As the prisoners disembarked from the trains that took them to the Auschwitz-Birkenau death camp in Nazi-occupied Poland, a young, low-ranking S.S. guard named Oskar Groening waited for them on the platform.

He was an accountant of sorts. Tasked with retrieving their luggage and belongings, Groening also confiscated their money, recorded the amounts in a ledger and then sent it to headquarters in Berlin.

Seven decades after the liberation of the camp, Groening—then a frail, 93-year-old man—was charged and convicted by a court in Luneburg, Germany, for being an accessory in the murder of 300,000 mostly Hungarian Jews from May to July 1944, and sentenced to four years in prison.

His 2015 prosecution and the recent efforts to bring other aging former Nazis to justice is the subject of the Canadian documentary “Accountant of Auschwitz,” set to debut Sunday at the Hot Docs Canadian International Documentary Festival.
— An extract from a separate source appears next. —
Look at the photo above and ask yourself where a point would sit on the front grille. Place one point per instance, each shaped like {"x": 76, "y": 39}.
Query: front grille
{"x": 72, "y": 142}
In the aftermath of the Second World War, Germany was reluctant to prosecute former Nazis, which meant the vast majority of them were never prosecuted.

The country was in ruins, and the lawyers and judges who would have been responsible for initiating these criminal proceedings were often former Nazis themselves, Ricki Gurwitz, the documentary’s producer, told CTV News Channel.

“They were sitting in judgement of themselves,” she said. “The ones they did prosecute were the most sadistic, the ones who poured Zyklon B into the gas chambers.”

A narrow legal framework for trying Nazis required prosecutors to prove both that the accused was directly involved in the killing of a specific victim, and that the killing was motivated by racial hatred.

But in 2009, the framework changed. Suddenly, just being present at a death camp could be grounds for prosecution.

The problem was that many Nazis were dead or too sick to stand trial. Groening was alive and considered to be healthy enough.

“In previous trials, most Nazis said that they were just following orders or they just sat there and didn’t speak,” Matt Shoychet, the documentary’s director told CTV’s Your Morning.

Groening was different.

“He said, ‘I was there. I saw the killing pits. I was there,’” Shoychet said.

Some wondered whether such an elderly man should have been brought to trial in the first place. But the judge disagreed, finding that, while there was no evidence that Groening actually killed anyone, he knew what was happening and his actions indicated complicity.

Groening died in March 2018, before he served any of his prison sentence.

Gurwitz said that the documentary holds contemporary lessons.

“The Holocaust is fading from memory and from textbooks in schools,” she said. “When you see what’s going on in Syria and what’s going on around the world, the slogan of ‘never again’ is almost meaningless.”